Oiya kalian tau respon Siska? Saat itu dia bilang begini, “San, manusia aneh deh. Kalau jauh suka berharap dekat. Pas deket, malah kamunya yang ngejauh.”

            Perkataan mereka tidak ada yang salah. Hampir semuanya benar. Sania memang aneh. Bagaimana bisa sejak dua tahun lalu, aku yang selalu memandang Kresna dari jauh lalu berhasil menolaknya mentah-mentah?

            Saat Kresna memberikan tawaran itu padaku lalu dia pergi begitu saja tanpa menunggu jawaban adalah kesalahan besar. Harusnya dia menunggu jawabanku supaya aku tidak disalahkan, harusnya dia menunggu sampai mulutku mau menjawab. Jika saja ia menunggu kepastian, jika saja seorang Sania tidak ditinggalkan begitu saja, mungkin jawabannya akan berbeda. Mungkin saja saat hari Senin itu menjadi hari pertama Sania diantar oleh laki-laki yang selama ini Ia damba. Mungkin.
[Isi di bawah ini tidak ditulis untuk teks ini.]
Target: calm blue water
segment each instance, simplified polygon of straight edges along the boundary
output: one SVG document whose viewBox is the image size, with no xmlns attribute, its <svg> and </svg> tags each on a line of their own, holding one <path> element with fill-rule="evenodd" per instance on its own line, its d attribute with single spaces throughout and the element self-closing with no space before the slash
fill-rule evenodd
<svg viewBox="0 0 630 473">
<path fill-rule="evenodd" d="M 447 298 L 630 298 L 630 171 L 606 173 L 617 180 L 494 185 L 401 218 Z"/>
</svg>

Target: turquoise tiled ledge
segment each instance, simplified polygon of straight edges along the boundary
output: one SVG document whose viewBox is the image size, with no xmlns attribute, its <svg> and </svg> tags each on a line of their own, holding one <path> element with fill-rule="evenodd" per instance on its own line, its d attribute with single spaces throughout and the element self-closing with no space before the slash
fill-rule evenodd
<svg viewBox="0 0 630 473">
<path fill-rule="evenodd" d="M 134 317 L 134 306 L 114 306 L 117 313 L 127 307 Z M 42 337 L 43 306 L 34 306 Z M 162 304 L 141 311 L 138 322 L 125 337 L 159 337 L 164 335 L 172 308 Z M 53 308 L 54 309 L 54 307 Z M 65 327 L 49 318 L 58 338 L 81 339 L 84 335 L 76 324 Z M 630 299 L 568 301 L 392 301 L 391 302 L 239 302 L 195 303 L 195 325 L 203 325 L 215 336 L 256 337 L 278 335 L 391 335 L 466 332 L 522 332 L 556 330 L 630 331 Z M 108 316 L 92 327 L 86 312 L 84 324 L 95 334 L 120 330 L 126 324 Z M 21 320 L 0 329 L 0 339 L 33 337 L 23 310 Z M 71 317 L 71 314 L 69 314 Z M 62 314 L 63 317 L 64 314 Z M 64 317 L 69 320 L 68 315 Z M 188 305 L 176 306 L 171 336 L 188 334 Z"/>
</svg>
            Cerita penolakan itu dimulai saat Kresna pergi meninggalkan Sania dengan buku yang belum sempat aku ucapkan terima kasih. Bimbang, bingung, bisa aku rasakan sendiri di Lantai 6, koridor favoritku sejak semester lalu. Tidak ada yang tau, tapi kenapa dia bisa mengetahui tempat itu? Aku juga belum menemukan jawabannya. Sesaat setelah Kresna pergi, aku juga kembali bertemu teman-temanku di kantin. Sudah menjadi rutinitas kami setelah selesai jam kuliah, pasti kami menjadi penunggu kantin sampai larut malam.

            Usai cerita, mereka membujukku untuk menerima penawaran dari Kresna. Hati kecilku berkata “Bagaimana bisa seorang laki-laki yang sudah melihatku dari setahun lalu, sudah memperhatikanku, tapi satu kali pun tidak pernah menyapaku? Padahal ia sangat sadar aku selalu berada di sekitarnya. Setelah satu tahun ia melihatku dan memerhatikanku, baru kali ini dia mendekat dan mengajak bicara. Itu pun karena takdir yang membuat cerita handphoneku tertinggal di stand organisasinya. Kalau tidak begitu, bukankah dia tidak ada niatan untuk mendekat?”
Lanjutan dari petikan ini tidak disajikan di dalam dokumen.